Rupee Outperforms Emerging Market Currencies
Rupee Outperforms Emerging Market Currencies
Deepika Asthana - 22 April 2020

All global agencies are predicting a global recession, the deepest one seen since World War II. This has led to a surge in risk aversion and a flight of capital from many developing economies. India has witnessed a similar fate in the last two to three months since the onset of COVID-19. March 2020 has seen the largest foreign portfolio outflow of $14 billion, double the amount that was seen during the taper tantrum of 2013. The trend has continued into April 21, 2020 (outflow of $1.19 billion) as well, albeit at a slower pace. This outflow has led to a depreciation of rupee against the dollar which currently trades at ~76.68. Despite these large outflows, the Indian currency has outperformed most of the emerging market currencies. The reasons for this outperformance can be attributed to an improvement in external sector fundamentals due to lower crude prices and perceived strong FX intervention by the RBI. The oil price collapse will have a large bearing on India’s current account. As per estimates, every $10 per barrel decline in crude prices improves the current account by 0.4 per cent to 0.5 per cent of GDP. Even once the lockdown is over the market expectation is that the crude prices would trade in the range of $30 to $40 per barrel over the next year or so. The gold imports are also down significantly. These factors may lead to a current account surplus situation in 2021, a feat last seen 17 years ago in 2003 to 2004. In a situation of capital account surplus and the accumulated forex reserves, India would have a meaningful buffer to deal with the capital outflows.

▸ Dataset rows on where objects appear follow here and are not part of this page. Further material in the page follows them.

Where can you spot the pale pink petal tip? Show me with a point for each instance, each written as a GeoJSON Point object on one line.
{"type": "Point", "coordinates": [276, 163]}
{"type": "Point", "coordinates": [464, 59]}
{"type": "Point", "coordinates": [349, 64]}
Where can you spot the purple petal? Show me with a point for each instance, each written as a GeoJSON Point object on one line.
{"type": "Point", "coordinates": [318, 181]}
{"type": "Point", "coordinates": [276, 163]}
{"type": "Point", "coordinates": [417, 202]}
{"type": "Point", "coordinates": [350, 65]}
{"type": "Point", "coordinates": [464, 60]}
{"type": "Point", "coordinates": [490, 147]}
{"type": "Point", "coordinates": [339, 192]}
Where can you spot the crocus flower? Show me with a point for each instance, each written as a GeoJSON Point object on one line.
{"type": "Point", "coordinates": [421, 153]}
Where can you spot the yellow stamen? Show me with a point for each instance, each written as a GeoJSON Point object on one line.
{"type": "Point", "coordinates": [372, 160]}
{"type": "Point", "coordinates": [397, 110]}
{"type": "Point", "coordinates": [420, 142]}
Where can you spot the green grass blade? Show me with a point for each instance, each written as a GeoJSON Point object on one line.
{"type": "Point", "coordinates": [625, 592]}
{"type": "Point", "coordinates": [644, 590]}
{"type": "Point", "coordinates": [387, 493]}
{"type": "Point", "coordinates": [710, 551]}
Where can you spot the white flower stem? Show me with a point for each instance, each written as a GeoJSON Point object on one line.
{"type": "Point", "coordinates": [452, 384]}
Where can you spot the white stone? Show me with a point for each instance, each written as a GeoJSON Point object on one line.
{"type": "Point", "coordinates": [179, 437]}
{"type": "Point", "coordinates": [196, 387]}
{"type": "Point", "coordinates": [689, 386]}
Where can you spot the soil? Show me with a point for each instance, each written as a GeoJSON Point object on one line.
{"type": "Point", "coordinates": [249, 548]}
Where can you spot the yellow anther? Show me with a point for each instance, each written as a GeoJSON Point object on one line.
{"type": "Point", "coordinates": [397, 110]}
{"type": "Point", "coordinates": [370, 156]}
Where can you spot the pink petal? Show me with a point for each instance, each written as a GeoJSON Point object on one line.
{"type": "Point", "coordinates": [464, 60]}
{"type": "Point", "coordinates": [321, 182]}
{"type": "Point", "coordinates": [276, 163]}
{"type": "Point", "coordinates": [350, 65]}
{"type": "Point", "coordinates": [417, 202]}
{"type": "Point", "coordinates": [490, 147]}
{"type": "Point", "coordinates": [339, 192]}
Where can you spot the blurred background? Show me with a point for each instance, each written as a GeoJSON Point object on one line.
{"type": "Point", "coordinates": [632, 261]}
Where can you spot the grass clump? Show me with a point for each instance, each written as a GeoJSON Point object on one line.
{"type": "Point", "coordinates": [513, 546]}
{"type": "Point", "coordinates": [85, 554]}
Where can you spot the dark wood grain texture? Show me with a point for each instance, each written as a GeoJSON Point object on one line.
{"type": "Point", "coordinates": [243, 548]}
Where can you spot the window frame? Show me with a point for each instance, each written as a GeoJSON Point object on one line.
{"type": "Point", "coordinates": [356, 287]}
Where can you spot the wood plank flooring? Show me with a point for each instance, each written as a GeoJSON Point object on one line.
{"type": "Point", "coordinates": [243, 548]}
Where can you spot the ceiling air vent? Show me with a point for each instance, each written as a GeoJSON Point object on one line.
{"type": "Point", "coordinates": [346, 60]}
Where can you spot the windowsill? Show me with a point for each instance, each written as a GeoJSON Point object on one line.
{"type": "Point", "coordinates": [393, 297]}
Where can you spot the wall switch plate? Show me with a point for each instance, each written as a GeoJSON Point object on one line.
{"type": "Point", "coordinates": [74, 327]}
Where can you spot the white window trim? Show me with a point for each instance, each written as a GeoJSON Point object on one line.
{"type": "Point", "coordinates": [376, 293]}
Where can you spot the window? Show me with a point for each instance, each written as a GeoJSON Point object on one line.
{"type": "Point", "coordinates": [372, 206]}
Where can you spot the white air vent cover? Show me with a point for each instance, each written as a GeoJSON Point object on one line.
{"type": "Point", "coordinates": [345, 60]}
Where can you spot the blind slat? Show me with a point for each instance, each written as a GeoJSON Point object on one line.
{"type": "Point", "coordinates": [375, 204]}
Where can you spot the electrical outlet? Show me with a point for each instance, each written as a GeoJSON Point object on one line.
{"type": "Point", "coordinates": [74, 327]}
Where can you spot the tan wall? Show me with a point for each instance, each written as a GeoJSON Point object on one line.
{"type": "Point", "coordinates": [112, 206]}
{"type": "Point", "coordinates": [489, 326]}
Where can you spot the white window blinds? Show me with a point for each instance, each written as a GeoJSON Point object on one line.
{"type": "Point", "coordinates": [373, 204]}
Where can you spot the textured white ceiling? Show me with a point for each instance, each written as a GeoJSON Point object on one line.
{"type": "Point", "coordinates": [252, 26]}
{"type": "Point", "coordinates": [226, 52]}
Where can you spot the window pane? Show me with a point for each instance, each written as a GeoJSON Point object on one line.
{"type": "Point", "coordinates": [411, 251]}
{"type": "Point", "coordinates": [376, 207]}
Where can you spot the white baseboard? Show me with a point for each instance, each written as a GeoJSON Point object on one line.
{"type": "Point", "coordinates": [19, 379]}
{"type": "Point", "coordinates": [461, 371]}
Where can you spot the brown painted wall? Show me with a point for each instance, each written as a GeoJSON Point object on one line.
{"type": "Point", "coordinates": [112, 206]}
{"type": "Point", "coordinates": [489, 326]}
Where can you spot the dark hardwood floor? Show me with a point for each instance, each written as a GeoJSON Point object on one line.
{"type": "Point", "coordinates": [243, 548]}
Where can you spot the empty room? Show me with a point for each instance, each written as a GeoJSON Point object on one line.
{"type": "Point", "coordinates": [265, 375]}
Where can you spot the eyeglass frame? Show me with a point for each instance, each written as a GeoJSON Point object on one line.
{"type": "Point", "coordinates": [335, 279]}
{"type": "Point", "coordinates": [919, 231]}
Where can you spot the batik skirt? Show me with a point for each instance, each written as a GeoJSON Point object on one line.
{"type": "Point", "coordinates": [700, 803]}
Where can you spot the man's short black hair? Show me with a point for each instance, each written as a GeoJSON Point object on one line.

India’s gross and net international liabilities are 39.7 per cent and 15.7 per cent of GDP, respectively. The portfolio investments held by FPIs, which is the most vulnerable component of international liabilities, are relatively modest compared to other countries in the region. India has learned its lessons from the past and ensured that it is in a better position to deal with such external situations. However, an area of concern that still lingers is high External Commercial Borrowings (ECB) by corporates in the wake of tight liquidity conditions prevailing in the Indian debt market post-IL&FS collapse. ECB has as a percentage of GDP has increased in the last few years.

Gradual and calibrated depreciation of the rupee would act as a safety valve as this would reduce the risks of speculative pressures building against the currency and ease monetary conditions, ensuring that the economy does not lose its competitiveness.